Now, as far as is obvious, a DDoS attack can be much more effective and real than a DoS attack . Some websites that can easily handle multiple connections can be easily shut down by sending multiple concurrent spam requests. Botnets are used to recruit all kinds of vulnerable devices that can be compromised by injecting a virus into them and registering them with a zombie army that an attacker can control and use. for a DDoS attack. Hence, as a regular computer user, you should be aware of the security holes in and around your system, otherwise you may end up doing someone’s dirty work and never know about it.
Preventing DoS attacks
DoS attacks cannot be predetermined. You cannot prevent the victim of a DoS attack. There are not many effective ways to do this. However, you can reduce the likelihood of being part of such an attack, when your computer could be used to attack another. Write down the significant points below that can help you get the odds in your favor.
- Deploy antivirusand firewall software on your network if you haven’t already. This helps limit bandwidth usage to only authenticated users.
- Server configurationcan help reduce the likelihood of an attack. If you are a network administrator for a company, take a look at your network configuration and tighten your firewall policies to block unauthenticated users from accessing server resources.
- Several third-party servicesoffer guidance and protection against DoS attacks.

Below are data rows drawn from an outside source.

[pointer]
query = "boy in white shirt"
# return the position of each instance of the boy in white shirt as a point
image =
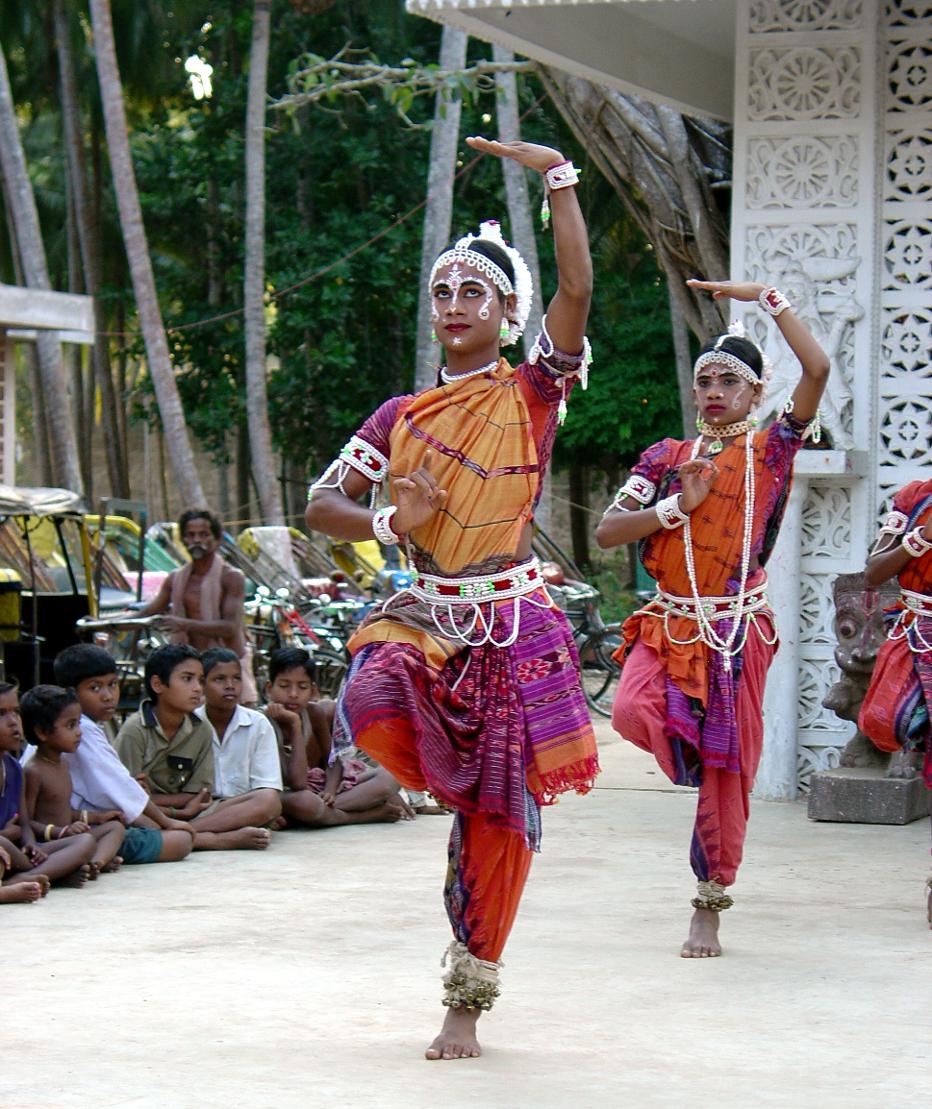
(245, 749)
(99, 780)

They can be expensive but effective. If you have the capital to deploy these services on your network, better get started.
DoS attacks tend to target large organizations such as banking and finance companies, merchant and commercial cigarette butts, etc. You need to be fully aware and look over your shoulder to prevent any potential attacks. While these attacks are not directly related to theft of confidential information, it can take a significant amount of time and money for victims to get rid of the problem.